With prescription, opticians' and dental charges the NHS can no longer be said to be free at the point of delivery. With private businesses (GP practices) instead of publicly owned primary care trusts doing the commissioning, the fundng can no longer be said to be under public control. Which makes the NHS under reforms more akin to the rail system, where service users pay some up-front fees and the state provides a subsidy to the private operators, than to the road system, where although the providers are mainly private, the commissioning is done by national and local government organisations and the service user pays through taxation, not up-front fees.

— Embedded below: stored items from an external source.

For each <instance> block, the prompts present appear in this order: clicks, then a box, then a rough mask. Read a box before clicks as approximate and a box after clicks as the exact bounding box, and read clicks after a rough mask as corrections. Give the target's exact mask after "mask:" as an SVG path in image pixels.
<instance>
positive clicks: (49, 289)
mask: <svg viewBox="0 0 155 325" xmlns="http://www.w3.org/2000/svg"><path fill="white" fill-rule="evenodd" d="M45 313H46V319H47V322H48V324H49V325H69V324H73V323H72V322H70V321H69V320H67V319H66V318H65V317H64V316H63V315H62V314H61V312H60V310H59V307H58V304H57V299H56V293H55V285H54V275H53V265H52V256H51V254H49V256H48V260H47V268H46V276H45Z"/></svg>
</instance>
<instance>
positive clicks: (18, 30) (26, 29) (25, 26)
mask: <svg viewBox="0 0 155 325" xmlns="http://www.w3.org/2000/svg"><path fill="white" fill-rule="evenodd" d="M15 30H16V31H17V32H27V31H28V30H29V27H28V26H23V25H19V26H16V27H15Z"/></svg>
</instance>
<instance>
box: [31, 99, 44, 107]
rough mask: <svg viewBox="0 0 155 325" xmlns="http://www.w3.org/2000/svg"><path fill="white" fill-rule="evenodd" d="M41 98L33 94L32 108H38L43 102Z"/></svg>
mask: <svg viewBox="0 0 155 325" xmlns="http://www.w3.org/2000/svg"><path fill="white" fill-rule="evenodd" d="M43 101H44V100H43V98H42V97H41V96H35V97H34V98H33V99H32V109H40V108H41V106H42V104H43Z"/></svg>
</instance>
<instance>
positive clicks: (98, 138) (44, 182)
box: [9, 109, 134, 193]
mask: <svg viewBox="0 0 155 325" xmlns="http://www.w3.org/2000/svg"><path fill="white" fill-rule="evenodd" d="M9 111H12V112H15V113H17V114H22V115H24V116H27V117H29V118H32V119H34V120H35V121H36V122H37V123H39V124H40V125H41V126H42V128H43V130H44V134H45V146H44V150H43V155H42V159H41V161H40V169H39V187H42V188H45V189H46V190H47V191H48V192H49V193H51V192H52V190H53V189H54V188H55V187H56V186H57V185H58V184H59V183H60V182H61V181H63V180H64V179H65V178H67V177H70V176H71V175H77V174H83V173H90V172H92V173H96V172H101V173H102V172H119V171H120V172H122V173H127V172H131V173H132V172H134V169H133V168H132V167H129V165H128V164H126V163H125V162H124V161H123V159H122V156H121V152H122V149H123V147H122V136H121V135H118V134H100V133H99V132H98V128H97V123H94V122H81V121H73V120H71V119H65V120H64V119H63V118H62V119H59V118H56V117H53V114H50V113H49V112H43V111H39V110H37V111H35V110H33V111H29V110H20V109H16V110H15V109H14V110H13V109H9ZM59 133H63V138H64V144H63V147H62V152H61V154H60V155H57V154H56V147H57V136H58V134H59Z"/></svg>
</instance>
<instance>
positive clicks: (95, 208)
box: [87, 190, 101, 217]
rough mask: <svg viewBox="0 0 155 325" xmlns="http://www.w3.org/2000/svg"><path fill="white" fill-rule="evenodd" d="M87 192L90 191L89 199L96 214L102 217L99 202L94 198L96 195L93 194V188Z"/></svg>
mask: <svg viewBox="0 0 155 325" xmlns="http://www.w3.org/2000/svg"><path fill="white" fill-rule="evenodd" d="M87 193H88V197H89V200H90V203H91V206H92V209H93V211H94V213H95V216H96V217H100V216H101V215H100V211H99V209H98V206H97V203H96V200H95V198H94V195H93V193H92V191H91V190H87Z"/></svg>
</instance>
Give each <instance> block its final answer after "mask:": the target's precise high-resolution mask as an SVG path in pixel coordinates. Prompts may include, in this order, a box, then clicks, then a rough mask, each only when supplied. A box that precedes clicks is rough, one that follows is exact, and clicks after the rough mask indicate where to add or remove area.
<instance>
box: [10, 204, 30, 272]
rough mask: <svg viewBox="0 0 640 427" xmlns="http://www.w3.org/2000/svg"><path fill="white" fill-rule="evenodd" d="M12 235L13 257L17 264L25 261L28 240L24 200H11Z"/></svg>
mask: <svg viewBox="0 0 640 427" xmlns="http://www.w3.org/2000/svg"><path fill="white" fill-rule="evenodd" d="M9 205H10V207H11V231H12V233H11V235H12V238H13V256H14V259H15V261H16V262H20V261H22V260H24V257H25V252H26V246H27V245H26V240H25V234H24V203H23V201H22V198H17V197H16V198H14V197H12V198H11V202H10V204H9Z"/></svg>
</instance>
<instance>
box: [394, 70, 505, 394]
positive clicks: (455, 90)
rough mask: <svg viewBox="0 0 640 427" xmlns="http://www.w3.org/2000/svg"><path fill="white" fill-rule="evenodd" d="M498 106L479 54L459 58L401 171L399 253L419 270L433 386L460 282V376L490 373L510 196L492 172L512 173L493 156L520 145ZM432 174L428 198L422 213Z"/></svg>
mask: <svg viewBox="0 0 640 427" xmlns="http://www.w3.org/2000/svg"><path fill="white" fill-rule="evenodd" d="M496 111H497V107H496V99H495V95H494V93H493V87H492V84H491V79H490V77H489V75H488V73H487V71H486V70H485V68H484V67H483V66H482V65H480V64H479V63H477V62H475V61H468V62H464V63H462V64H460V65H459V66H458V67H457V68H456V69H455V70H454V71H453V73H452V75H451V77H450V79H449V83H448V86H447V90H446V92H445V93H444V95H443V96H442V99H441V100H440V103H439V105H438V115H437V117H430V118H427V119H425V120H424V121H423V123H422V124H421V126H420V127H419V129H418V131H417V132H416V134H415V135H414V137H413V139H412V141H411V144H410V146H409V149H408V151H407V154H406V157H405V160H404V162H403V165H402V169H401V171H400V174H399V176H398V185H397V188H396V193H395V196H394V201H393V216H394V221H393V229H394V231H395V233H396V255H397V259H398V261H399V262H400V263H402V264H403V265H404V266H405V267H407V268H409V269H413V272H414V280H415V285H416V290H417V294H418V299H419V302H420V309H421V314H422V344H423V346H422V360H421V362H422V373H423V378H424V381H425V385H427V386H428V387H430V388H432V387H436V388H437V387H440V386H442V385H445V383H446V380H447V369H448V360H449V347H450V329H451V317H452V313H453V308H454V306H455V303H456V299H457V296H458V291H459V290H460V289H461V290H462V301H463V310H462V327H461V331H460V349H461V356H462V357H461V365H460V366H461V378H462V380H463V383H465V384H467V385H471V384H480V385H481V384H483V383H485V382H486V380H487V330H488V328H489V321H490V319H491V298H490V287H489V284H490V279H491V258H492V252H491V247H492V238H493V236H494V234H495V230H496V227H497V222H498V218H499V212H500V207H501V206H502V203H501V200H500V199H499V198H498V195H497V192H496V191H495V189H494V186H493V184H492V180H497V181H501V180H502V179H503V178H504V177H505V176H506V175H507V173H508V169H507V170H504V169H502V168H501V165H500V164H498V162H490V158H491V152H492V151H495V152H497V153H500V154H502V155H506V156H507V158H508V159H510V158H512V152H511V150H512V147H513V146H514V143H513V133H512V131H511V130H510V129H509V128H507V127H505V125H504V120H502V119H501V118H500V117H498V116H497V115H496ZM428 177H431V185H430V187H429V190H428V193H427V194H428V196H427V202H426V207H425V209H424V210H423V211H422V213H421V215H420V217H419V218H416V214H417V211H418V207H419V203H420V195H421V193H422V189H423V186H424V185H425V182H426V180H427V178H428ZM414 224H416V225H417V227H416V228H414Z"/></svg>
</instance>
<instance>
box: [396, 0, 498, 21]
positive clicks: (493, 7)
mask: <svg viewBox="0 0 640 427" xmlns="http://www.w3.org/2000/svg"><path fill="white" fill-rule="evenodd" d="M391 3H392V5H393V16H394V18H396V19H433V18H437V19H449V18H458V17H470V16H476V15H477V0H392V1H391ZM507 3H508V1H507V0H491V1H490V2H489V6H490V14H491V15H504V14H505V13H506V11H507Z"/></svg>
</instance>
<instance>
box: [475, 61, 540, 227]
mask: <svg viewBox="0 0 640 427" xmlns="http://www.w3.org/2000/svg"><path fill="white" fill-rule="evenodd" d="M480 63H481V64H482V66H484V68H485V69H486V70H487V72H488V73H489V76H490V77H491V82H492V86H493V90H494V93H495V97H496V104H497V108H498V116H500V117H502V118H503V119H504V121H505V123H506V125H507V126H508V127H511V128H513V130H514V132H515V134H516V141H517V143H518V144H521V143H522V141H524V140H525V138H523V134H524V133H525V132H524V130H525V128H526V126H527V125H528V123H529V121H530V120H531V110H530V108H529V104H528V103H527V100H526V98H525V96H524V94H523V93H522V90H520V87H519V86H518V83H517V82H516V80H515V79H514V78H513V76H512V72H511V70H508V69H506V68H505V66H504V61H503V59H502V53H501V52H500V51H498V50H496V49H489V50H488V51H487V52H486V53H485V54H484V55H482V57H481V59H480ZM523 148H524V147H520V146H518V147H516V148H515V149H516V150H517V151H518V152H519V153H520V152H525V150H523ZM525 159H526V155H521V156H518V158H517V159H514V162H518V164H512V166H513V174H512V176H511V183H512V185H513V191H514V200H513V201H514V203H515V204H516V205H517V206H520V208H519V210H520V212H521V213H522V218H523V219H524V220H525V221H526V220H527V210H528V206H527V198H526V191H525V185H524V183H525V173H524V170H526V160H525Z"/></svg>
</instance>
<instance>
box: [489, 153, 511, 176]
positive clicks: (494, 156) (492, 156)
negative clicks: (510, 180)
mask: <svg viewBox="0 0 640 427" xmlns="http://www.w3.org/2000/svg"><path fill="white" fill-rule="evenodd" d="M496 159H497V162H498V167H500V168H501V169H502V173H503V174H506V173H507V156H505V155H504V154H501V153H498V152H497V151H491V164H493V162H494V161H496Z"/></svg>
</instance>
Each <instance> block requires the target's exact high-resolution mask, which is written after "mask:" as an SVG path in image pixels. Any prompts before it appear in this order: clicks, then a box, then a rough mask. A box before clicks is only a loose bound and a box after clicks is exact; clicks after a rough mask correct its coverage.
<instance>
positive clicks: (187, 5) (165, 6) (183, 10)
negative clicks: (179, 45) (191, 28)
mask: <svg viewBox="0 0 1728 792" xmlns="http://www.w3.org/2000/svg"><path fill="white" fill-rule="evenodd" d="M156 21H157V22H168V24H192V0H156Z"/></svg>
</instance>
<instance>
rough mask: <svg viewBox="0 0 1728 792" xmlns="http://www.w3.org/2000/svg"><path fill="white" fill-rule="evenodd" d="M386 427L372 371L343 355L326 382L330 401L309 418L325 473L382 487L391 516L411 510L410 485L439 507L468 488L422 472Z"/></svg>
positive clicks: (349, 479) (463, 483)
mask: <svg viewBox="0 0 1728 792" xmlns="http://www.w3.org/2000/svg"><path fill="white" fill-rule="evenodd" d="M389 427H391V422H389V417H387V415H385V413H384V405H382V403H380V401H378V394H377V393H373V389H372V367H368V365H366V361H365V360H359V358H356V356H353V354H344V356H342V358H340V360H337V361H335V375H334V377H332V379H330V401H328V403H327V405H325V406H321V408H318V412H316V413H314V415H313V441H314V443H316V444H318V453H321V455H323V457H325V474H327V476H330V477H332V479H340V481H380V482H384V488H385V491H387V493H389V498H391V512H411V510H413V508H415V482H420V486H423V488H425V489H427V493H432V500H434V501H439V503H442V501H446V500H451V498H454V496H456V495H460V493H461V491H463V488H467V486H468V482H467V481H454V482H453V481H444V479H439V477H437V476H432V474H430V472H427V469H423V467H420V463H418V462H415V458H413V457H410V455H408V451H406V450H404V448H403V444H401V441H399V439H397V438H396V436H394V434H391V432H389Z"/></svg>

Those in favour of the reforms will cry foul at this point, pointing out that the GP commissioning consortia won't have complete free reign but will be accountable to the central NHS Commissioning Board, and providers of NHS services will be accountable to the regulator, Monitor. However, that's no different to the train operating companies being accountable to the Office of the Rail Regulator. The only real difference between the two systems is that the trains are privately owned whereas some, but not all by any means, of the hospitals and other clinical buildings are publicly owned. The owner of the title deeds doesn't really matter to the service user; what makes the difference is how the service runs operationally, and who calls the shots. Under the proposed reforms, the organisations choosing what services are available and being given the cash to spend on them will be private businesses. It is privitisation in everything but name.